Family of James Bond creator commissions sequel to magic car tale
In 1964 it was a fictional Paragon Panther; in 2011 the all-new Chitty Chitty Bang Bang will be a souped-up VW camper van.
It was announced on Tuesday that the family of Ian Fleming, creator of the original Chitty, had asked author and screenwriter Frank Cottrell Boyce to write a sequel, to be titled Chitty Chitty Bang Bang Flies Again, the first of three new titles.
Cottrell Boyce, whose first book, Millions, was made into a film by Danny Boyle, said he had "no idea" why he had been asked: "I haven't asked them in case it's all a case of mistaken identity."
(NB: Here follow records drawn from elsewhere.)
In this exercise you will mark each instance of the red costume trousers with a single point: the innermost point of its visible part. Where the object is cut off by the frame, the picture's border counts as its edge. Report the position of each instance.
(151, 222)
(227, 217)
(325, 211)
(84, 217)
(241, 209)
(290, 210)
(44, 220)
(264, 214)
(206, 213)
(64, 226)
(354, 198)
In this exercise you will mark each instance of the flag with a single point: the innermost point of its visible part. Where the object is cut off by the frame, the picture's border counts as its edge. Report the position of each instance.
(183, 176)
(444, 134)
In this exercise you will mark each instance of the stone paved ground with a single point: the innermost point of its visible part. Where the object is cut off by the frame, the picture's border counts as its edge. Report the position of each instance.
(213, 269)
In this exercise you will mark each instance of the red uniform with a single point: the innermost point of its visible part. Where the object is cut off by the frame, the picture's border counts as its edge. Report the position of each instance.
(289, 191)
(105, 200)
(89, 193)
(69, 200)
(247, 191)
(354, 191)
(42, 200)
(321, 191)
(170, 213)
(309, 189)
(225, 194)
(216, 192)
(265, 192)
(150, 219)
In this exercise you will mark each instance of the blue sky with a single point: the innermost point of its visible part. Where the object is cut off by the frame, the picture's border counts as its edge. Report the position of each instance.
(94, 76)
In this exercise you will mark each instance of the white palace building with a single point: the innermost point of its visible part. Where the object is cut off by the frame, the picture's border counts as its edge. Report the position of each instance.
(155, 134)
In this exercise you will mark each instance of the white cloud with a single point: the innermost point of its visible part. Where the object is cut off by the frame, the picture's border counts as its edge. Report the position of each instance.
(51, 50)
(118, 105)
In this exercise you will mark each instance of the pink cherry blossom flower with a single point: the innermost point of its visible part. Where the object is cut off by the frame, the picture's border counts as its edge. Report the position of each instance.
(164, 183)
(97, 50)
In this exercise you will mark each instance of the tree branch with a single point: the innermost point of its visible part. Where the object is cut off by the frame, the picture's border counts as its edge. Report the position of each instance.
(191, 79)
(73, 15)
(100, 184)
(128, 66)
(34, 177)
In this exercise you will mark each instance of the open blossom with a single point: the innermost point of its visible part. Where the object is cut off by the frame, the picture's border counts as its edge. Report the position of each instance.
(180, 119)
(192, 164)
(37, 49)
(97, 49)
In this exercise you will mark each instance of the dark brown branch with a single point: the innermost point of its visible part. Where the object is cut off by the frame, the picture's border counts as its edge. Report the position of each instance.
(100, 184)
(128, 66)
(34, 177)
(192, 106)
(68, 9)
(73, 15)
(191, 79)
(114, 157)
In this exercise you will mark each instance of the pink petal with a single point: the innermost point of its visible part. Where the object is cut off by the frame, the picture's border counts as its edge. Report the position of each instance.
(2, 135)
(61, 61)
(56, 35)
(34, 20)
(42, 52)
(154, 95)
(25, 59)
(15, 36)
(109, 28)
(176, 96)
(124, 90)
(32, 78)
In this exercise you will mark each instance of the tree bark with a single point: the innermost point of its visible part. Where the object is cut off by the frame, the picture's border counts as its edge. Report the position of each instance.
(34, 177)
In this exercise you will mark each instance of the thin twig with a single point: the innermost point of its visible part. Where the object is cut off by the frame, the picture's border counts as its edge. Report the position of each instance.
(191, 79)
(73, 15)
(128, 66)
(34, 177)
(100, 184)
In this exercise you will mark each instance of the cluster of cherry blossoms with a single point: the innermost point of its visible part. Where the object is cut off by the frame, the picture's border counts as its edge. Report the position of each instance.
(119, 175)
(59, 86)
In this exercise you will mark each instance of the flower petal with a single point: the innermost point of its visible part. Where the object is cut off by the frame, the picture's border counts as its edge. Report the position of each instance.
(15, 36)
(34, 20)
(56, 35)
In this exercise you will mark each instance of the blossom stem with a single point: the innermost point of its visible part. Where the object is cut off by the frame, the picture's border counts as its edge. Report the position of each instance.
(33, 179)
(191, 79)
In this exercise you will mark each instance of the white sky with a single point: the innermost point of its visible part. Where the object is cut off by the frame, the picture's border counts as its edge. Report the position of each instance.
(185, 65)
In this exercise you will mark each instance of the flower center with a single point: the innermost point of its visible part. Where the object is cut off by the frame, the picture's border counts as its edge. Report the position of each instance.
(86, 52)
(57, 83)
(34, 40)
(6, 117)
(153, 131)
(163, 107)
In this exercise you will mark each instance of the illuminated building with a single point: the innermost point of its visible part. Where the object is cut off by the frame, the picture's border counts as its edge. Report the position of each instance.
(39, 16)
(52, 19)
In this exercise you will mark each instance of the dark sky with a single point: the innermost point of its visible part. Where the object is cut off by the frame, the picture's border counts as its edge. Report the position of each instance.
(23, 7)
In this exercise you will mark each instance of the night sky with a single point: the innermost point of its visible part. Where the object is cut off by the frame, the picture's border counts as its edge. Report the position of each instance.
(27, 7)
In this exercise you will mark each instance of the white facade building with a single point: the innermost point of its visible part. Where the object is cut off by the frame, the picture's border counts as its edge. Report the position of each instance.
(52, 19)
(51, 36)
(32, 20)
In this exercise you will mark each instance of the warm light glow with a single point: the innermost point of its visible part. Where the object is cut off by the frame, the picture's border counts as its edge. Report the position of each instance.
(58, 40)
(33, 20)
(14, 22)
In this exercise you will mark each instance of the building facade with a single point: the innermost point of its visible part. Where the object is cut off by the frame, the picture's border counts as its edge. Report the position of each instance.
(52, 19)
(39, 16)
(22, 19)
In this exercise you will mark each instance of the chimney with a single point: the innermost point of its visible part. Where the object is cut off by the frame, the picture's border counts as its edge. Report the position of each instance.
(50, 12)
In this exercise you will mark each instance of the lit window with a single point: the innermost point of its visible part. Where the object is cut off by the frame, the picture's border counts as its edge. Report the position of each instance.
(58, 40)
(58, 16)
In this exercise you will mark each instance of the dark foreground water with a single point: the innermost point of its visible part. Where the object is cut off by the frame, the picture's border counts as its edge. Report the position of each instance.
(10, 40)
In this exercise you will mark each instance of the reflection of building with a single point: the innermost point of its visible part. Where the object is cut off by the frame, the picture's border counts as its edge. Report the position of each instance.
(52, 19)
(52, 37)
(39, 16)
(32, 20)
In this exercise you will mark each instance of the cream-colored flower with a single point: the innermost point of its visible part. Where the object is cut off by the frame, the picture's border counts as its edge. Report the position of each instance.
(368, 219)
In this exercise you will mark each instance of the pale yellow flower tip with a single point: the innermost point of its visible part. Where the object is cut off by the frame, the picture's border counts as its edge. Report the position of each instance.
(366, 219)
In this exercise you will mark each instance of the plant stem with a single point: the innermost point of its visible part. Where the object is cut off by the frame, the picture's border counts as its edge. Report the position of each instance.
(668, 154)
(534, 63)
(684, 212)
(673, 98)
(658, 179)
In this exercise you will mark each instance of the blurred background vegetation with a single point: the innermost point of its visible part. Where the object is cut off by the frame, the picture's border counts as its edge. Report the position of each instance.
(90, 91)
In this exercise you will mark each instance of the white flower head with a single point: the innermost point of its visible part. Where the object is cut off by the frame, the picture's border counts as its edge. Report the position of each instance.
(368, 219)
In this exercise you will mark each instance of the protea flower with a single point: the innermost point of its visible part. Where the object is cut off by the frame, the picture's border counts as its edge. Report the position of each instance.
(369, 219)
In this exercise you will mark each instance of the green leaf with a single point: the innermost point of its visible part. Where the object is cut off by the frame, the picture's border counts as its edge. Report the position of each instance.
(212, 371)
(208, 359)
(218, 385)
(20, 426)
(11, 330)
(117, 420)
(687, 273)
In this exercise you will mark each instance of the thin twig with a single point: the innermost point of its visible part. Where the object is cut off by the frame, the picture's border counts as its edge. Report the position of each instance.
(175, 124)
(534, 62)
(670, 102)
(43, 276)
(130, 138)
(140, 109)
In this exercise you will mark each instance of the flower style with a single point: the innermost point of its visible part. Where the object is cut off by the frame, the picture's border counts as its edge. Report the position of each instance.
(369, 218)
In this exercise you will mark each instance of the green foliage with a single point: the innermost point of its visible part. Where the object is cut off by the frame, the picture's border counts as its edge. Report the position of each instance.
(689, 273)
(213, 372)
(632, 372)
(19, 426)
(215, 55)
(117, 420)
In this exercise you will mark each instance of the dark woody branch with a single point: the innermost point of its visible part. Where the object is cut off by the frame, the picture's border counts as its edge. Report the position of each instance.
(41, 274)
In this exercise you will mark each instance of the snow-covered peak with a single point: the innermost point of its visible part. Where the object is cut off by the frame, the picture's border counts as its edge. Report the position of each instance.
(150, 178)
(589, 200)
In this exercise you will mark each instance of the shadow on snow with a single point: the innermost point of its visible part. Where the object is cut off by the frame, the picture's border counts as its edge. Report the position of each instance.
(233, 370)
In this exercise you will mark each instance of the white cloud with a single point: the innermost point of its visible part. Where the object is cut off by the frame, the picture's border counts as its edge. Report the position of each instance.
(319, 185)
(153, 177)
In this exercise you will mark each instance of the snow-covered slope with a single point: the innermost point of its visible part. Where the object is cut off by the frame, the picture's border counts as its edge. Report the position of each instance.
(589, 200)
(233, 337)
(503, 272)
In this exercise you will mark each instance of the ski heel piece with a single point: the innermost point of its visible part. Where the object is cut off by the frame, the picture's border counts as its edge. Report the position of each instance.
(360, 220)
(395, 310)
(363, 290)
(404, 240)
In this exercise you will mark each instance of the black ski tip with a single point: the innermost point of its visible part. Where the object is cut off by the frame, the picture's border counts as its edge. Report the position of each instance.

Boyce has gone back to Fleming's book for the first time since he was a child and was delighted, he said, to conclude that it is crying out for a sequel. "I've had a lot of fun writing these books, but somewhere among all the fun I found it strangely emotional to revisit myself as a boy and ask if he could help me restore an old-fashioned contraption and make it fly again."
Fleming originally made up the Chitty tale, about a family whose car develops unusual powers, as a bedtime story for his son Caspar. When the writer had a heart attack and his wife banned him from his typewriter, he wrote the Chitty Chitty Bang Bang stories out in longhand instead of working on his next Bond novel.
The book was published in 1964 and became even more famous when it was made into a 1968 film with Dick Van Dyke as Caractacus Potts.
The new novel, to be illustrated by Joe Berger, will be published on 4 November. It follows the new Bond novel by Sebastian Faulks, Devil May Care.